The list below identifies the most common forms of abnormal or dysfunctional uterine bleeding:
- A normal menstrual cycle occurs with a gap of anywhere from 21 to 35 days. Anything shorter than 21 days or longer than 35 days is defined as an irregular period
- Complete lack of period for up to 3 to 5 months is termed as amenorrhea
- Bleeding that is heavier or lasts longer than usual, and occurs before the due date for that month’s period
- Scanty bleeding between periods
- Spotting or bleeding after sexual intercourse
- Spotting or bleeding even after menopause
Causes: The most common causes of abnormal uterine bleeding are as follows:
- Hormonal imbalances can cause the absence of period, increased frequency and amount of bleeding
- Miscarriage, bleeding is often the first sign of miscarriage
- Ectopic pregnancy
- Cervical or uterine infections
- Uterine fibroids
- Cancers of the reproductive tract
- Polycystic ovaries
- Endometrial hyperplasia
- Problems with blood clotting
Diagnosis: Menstrual problems are very common; however, most women tend to shy away from talking about it and do not come out in the open. When talking to a doctor, a detailed family history, menstrual history, and physical examination are done to come to a diagnosis. Additional diagnosis can also be done by ultrasound, hysteroscopy, endometrial biopsy.

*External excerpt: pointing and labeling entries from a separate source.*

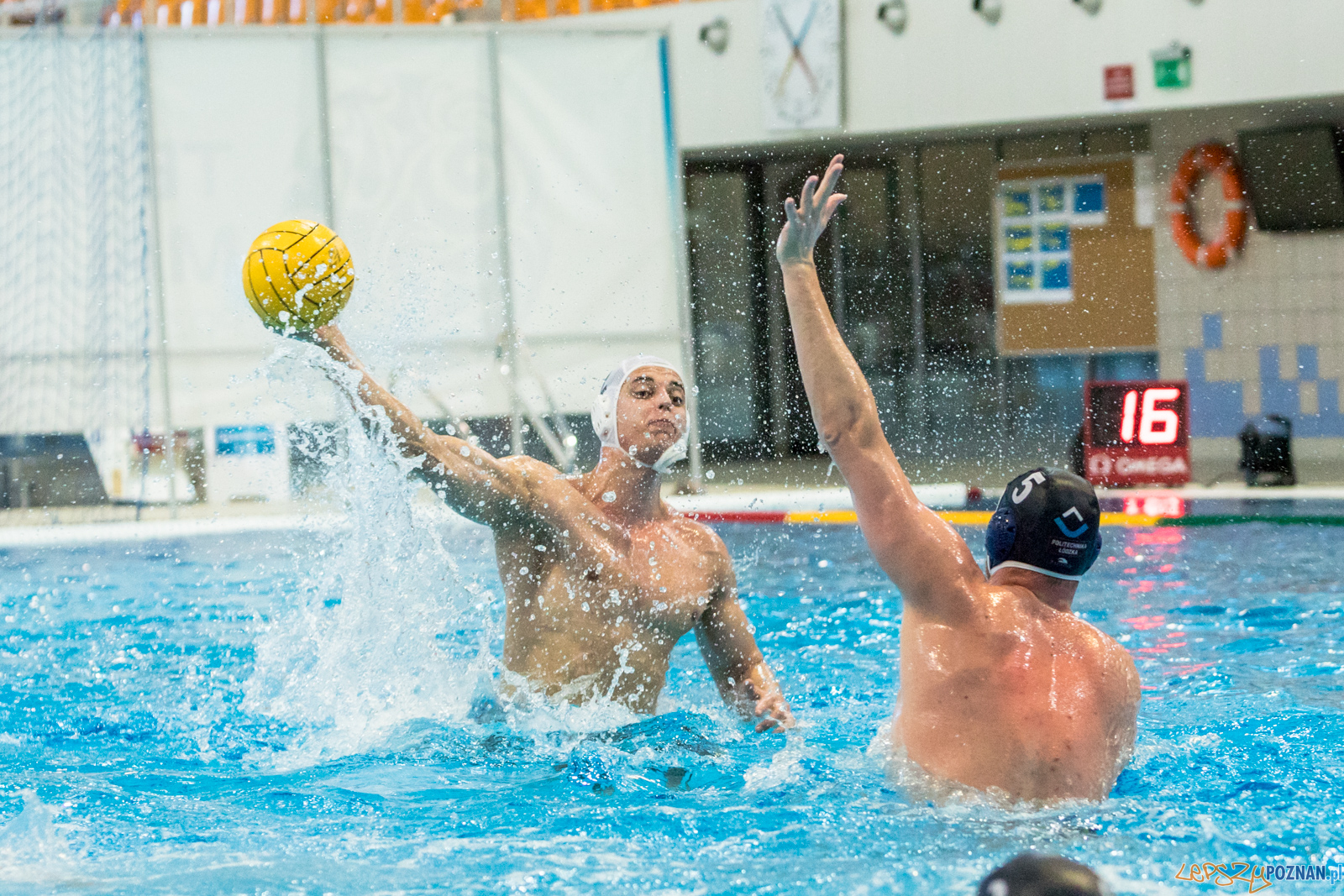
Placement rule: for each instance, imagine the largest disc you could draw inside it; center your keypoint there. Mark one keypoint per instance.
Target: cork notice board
(1073, 266)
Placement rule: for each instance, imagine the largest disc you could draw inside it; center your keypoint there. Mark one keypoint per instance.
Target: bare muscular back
(1019, 698)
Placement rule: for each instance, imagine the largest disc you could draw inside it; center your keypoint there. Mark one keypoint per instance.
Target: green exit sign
(1171, 67)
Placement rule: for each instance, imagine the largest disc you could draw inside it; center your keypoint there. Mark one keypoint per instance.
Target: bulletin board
(1074, 258)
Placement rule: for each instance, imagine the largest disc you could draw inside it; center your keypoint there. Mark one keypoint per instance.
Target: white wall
(1043, 60)
(413, 192)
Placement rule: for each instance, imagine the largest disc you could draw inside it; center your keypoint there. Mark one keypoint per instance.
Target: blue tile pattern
(1216, 407)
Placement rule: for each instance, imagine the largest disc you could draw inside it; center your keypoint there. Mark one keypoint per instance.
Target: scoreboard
(1136, 432)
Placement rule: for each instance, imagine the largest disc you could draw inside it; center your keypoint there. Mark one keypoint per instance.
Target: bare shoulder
(530, 468)
(702, 539)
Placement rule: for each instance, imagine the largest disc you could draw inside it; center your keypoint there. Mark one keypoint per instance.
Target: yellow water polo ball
(297, 275)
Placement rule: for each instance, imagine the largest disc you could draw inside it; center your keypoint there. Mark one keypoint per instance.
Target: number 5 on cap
(1021, 493)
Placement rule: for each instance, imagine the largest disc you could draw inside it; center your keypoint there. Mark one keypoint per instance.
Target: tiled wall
(1265, 335)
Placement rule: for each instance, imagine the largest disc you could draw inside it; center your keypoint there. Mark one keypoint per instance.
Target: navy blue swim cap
(1032, 875)
(1048, 521)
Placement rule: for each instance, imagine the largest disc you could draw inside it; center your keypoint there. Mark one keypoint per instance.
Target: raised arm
(737, 665)
(474, 483)
(927, 559)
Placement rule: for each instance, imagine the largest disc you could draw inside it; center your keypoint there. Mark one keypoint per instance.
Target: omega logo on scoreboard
(1137, 432)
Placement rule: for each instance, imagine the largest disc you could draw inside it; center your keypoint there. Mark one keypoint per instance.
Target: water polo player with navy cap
(1001, 687)
(600, 579)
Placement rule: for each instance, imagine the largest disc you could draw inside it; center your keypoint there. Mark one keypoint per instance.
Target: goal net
(74, 282)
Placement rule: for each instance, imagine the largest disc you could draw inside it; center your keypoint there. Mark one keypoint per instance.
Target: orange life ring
(1209, 159)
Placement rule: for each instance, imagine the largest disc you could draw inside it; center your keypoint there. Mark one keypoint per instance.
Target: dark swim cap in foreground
(1032, 875)
(1048, 521)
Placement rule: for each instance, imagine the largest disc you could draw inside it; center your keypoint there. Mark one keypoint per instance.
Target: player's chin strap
(604, 423)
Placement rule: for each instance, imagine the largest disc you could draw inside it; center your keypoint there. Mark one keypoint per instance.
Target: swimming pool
(286, 712)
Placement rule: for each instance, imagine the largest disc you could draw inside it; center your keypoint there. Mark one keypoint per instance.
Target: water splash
(34, 851)
(383, 629)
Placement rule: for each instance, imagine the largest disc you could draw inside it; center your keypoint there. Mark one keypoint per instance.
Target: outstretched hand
(808, 217)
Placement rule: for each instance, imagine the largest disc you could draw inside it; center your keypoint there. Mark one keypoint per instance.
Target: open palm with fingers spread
(806, 217)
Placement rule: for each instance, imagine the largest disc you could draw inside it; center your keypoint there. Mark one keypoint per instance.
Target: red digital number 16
(1156, 425)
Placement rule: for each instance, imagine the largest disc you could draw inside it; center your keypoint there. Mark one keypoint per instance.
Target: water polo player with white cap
(600, 578)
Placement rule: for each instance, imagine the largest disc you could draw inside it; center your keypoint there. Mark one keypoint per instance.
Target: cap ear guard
(1093, 553)
(1000, 535)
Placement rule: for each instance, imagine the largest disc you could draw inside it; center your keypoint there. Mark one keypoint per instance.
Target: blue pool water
(286, 712)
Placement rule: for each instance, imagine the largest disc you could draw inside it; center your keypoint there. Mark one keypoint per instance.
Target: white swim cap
(604, 410)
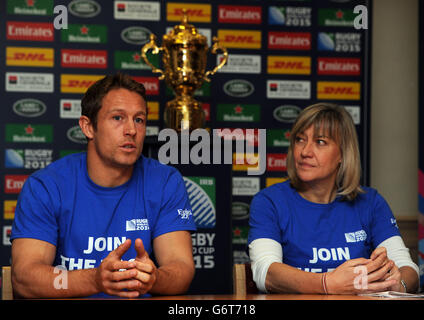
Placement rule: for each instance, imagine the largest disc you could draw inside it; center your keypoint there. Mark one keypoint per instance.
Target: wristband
(403, 284)
(324, 282)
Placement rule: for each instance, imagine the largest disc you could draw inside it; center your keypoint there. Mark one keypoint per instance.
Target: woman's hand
(362, 275)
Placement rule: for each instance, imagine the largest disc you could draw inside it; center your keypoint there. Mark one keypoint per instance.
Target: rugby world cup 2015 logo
(201, 194)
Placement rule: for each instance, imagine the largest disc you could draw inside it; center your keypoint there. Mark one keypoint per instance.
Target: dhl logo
(9, 207)
(152, 110)
(289, 65)
(77, 83)
(240, 39)
(195, 12)
(338, 90)
(242, 161)
(29, 57)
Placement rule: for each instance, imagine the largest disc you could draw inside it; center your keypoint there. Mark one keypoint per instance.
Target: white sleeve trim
(263, 252)
(399, 253)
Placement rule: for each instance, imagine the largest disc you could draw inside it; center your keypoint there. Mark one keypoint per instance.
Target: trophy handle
(155, 50)
(216, 46)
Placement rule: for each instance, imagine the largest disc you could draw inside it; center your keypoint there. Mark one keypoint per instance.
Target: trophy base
(184, 113)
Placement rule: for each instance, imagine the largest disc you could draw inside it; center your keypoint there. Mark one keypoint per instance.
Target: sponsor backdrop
(283, 56)
(421, 153)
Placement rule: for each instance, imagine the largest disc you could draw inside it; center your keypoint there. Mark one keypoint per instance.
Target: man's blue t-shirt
(320, 237)
(60, 204)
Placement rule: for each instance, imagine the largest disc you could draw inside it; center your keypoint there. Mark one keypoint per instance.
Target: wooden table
(272, 297)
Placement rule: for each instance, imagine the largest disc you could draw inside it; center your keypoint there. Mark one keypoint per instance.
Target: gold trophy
(184, 58)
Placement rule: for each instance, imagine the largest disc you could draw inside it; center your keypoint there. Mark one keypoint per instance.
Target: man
(100, 214)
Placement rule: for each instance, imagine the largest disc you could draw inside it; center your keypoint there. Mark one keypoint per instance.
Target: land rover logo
(238, 88)
(136, 35)
(75, 135)
(286, 113)
(84, 8)
(29, 108)
(240, 210)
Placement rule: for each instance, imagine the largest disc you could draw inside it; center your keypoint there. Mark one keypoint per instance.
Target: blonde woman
(320, 231)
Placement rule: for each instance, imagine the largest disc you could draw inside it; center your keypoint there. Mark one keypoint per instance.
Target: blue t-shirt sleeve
(175, 211)
(263, 221)
(34, 213)
(383, 223)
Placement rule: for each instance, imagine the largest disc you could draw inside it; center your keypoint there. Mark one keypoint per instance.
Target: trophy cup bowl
(184, 57)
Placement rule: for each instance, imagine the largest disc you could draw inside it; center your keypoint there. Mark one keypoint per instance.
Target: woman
(320, 231)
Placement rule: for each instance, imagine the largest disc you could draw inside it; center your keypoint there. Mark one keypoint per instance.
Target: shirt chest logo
(356, 236)
(137, 225)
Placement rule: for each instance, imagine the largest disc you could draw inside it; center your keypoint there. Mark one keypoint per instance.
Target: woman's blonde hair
(336, 123)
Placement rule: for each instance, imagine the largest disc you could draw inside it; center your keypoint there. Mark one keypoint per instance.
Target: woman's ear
(86, 127)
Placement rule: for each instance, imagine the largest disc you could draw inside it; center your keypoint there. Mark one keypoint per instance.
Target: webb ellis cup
(184, 57)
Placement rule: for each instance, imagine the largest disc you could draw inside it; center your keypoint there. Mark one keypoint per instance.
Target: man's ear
(86, 127)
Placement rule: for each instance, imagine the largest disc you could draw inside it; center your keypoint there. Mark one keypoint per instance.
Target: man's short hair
(92, 99)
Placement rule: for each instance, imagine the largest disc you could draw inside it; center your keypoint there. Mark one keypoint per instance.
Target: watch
(403, 284)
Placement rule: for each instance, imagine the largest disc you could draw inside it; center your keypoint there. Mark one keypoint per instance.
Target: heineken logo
(239, 112)
(84, 8)
(30, 7)
(238, 88)
(136, 35)
(76, 135)
(29, 107)
(30, 133)
(286, 113)
(240, 210)
(87, 33)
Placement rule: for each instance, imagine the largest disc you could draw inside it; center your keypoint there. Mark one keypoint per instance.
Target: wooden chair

Treatment: Identifying the problem helps in initiating the right treatment. A combination of the below is usually used in most women.
- Hormonal therapy is based on the underlying condition, and the type and dosage is determined based on it. It could be in the form of tablets, injections, vaginal applications, or released through an intrauterine device.
- Non-steroidal anti-inflammatory drugs (NSAIDs) like ibuprofen are useful in reducing bleeding and controlling cramps during excessive menstrual bleeding.
- Antibiotics may be useful if there is an infection of the pelvic organs
- Polyps, cysts, and cancers can be removed surgically and cancer should be ruled out
- Endometrial ablation where the endometrial tissue is treated with heat can be used to control bleeding permanently.
- Hysterectomy is the last resort where other forms of treatment fail.